If you tried to rsync that, you’d end up with the directories foo, bar, foo/bar, bar/foo, foo/bar/foo, bar/foo/bar, foo/bar/foo/bar, ad infinitum, in the target directory.

Personally, I have no more tips that those that have already been presented in this comment section. What I would do now to find out what’s going on is the age-old divide-and-conquer debugging technique:

Using rsync or a file manager (yours is Dolphin), only copy a few top-level directories at a time to your external drive. Note the directories you are about to move before each transfer. After each transfer check if the sizes of the directories on your internal drive (roughly) match those on your external drive (They will probably differ a little bit). You can also use your file manager for that.

If all went fine for the first batch, proceed to the next until you find one where the sizes differ significantly. Then delete that offending batch from the external drive. Divide the offending batch into smaller batches (select fewer directories if you tried transferring multiple; or descend into a single directory and copy its subdirectories piecewise like you did before).

In the end you should have a single directory or file which you have identified as problematic. That can then be investigated further.

I’d say you can trust that.

I’m sorry. I was stupid. If you had duplicates due to a file system loop or symlinks, they would all be under different names. So you wouldn’t be able to find them with this method.

You checked 385GiB of files by hand? Is that size made up by a few humongously large files?

I suggest using uniq to check if you have duplicate files in there. (uniq’s input must be sorted first). If you still have the output file from the previous step, and it’s called rsync-output.txt, do sort rsync-output.txt | uniq -dc. This will print the duplicates and the number of their occurrences.

Idk if rsync traverses symlinks and filesystems by default,

From the man page:

Beginning with rsync 3.0.0, rsync always sends these implied directories as real directories in the file list, even if a path element is really a symlink on the sending side. This prevents some really unexpected behaviors when copying the full path of a file that you didn’t realize had a symlink in its path.
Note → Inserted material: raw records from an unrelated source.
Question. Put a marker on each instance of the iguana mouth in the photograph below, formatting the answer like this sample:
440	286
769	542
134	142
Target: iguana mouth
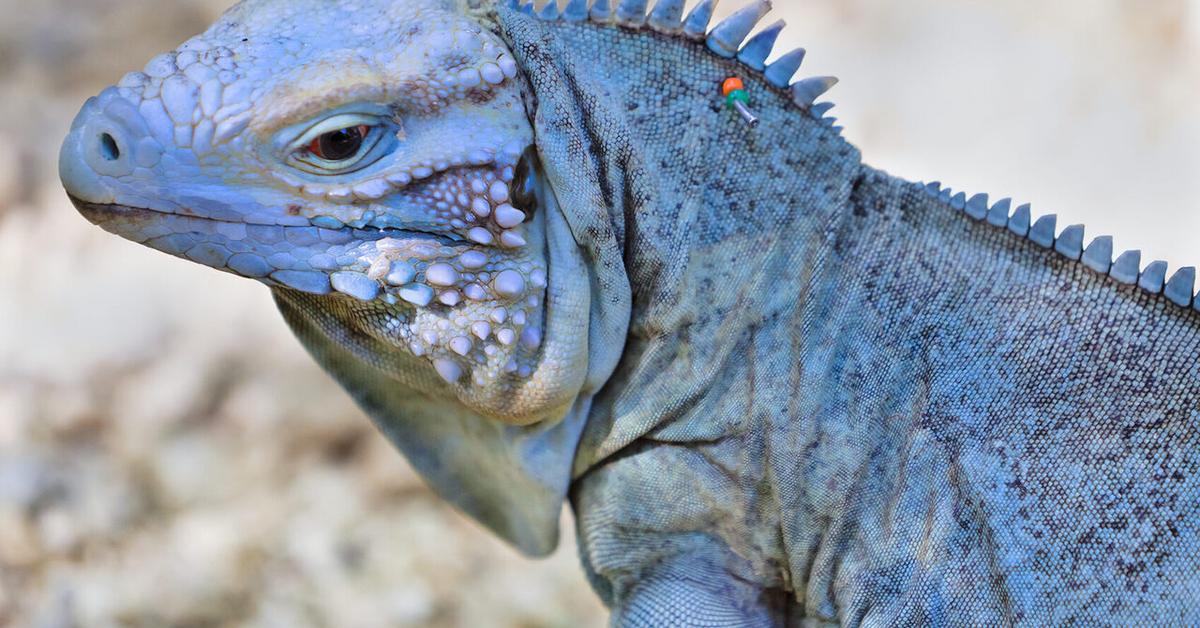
101	213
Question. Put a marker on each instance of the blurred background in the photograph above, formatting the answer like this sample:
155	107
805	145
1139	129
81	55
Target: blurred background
169	456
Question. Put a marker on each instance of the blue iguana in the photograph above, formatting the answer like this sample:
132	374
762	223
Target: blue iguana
777	386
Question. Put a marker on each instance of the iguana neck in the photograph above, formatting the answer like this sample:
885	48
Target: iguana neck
713	227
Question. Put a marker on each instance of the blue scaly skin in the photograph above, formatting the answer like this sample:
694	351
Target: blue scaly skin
775	384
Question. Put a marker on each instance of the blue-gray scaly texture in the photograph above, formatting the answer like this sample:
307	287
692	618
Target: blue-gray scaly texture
814	393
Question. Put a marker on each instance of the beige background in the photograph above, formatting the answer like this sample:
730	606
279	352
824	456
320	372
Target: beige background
168	455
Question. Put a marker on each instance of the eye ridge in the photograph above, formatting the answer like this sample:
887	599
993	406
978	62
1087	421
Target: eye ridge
340	144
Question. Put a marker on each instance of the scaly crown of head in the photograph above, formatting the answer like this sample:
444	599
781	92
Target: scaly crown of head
304	153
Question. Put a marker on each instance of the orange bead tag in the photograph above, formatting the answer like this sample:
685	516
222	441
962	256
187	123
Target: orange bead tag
732	84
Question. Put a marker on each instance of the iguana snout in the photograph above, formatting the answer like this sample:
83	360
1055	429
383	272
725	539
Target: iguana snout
400	179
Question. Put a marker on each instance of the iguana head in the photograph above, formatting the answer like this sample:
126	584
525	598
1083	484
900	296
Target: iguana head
288	144
371	161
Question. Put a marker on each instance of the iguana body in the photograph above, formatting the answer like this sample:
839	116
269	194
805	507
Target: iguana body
777	384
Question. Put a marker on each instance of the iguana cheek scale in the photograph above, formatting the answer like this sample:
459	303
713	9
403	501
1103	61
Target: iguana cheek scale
774	383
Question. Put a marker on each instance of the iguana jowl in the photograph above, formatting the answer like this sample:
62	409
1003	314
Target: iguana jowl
775	383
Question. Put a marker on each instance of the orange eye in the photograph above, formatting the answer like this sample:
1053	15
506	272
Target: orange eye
341	144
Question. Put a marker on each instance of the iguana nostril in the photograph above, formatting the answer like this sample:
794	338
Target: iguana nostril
108	148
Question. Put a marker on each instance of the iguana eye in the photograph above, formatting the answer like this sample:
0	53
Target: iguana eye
341	144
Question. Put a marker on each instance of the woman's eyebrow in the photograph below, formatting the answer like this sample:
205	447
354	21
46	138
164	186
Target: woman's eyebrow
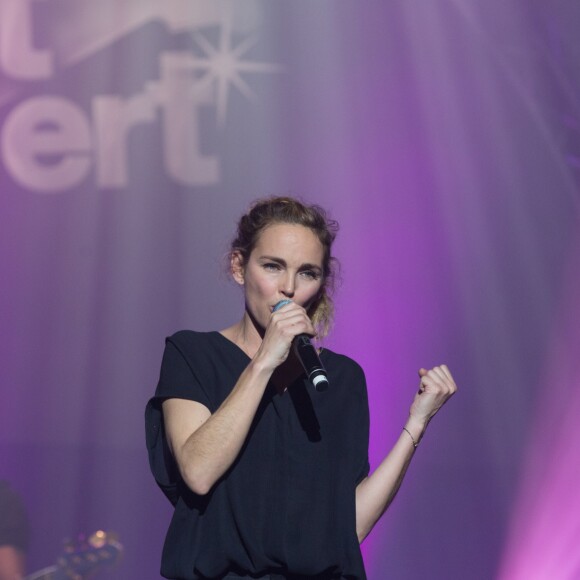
282	262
That means, if you’re transferring the file ~/foo/bar/file.txt, where ~/foo/bar/ is a symlink to ~/foo/baz, the baz directory will essentially be duplicated and end up as the real directory /SSD/foo/bar and /SSD/foo/baz.

Let’s back up and check your assumptions: How did you check that the disk usage of your home folder is 385GiB and that there are 780GiB of free disk space on your external drive?
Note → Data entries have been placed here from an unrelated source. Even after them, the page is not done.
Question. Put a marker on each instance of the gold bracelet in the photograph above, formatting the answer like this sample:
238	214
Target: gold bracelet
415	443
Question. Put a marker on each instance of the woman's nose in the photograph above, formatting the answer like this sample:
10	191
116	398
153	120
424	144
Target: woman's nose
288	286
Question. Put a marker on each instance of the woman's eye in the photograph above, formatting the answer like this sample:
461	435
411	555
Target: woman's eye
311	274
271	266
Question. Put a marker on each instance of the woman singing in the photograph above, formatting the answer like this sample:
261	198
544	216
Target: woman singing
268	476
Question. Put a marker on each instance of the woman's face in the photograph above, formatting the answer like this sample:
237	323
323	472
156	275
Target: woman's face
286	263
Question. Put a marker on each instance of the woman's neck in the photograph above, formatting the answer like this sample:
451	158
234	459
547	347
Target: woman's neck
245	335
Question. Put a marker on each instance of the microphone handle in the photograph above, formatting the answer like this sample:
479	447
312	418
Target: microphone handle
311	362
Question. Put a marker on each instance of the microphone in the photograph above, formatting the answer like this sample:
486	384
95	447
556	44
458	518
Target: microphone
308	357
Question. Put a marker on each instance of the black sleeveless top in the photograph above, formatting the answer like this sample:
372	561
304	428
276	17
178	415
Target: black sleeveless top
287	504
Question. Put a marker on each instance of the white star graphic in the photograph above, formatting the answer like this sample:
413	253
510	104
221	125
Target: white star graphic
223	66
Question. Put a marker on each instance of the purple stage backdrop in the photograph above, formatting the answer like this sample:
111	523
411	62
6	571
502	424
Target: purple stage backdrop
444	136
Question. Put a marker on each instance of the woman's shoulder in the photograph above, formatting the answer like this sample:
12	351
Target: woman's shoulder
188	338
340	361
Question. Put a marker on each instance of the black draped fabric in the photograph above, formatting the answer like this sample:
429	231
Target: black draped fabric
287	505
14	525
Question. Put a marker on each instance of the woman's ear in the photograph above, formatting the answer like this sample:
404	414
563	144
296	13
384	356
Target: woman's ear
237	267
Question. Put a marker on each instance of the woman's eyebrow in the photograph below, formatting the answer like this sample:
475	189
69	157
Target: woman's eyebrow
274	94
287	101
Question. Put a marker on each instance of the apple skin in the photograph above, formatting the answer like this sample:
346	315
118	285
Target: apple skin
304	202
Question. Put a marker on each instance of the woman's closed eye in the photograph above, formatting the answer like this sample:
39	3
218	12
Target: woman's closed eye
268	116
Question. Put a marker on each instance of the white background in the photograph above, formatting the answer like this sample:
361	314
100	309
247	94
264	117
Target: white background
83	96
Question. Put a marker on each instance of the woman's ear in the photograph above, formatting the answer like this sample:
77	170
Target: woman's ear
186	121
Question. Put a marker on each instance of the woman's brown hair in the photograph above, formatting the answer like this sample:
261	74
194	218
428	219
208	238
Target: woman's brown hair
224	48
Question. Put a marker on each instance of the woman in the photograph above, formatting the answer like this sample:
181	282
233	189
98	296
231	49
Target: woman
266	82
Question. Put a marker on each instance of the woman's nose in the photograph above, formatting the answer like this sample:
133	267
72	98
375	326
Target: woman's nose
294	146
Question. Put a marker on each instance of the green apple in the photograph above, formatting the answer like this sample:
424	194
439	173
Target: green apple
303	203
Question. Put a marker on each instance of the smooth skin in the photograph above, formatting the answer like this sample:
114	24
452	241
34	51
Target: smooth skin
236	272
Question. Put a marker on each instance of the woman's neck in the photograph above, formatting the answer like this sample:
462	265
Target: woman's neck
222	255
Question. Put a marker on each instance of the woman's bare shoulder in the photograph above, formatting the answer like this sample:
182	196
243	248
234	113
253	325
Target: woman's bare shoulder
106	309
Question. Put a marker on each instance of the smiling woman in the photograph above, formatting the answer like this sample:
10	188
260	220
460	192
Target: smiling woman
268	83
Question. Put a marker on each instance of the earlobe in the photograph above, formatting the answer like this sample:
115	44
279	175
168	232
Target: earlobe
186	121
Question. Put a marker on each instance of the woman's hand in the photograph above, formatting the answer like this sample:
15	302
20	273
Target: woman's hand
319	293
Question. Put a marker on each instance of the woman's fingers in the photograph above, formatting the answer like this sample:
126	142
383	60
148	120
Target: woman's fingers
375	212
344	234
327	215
You can store the output of rsync in a file by using rsync ALL_THE_OPTIONS_YOU_USED > rsync-output.txt. This creates a file called rsync-output.txt in your current directory which you can inspect later.

This, however means that you won’t see the output right away. You can also use rsync ALL_THE_OPTIONS_YOU_USED | tee rsync-output.txt, which will both create the file and display the output on your terminal while it is being produced.

What does that mean?

Imagine your hard drive like a giant cupboard of drawers. Each drawer can only have one label, so you must only ever store one “thing” in one drawer, otherwise you wouldn’t be able to label the thing accurately and end up not knowing what went where.

If you have giant drawers (a large block size), but only tiny things (small files) to store, you end up wasting a lot of space in the drawer. It could fit a desktop computer, but you’re only putting in a phone. This problem is called “internal fragmentation” and causes files to take up way more space than it would seem they need.

–––––

However, in your case, the target block size is actually smaller, so this is not the issue you’re facing.

Spaces are enough to handle spaces. That file path is valid.

Could it be you have lots of tiny files and/or a rather large-ish block size on your SSD?

You can check the block size with sudo blockdev --getbsz /dev/$THE_DEVICE.

I dare you knock on your neighbor’s door and ask them what chromium is. If they come back to you within the week and answer “a browser”, you give them a cookie.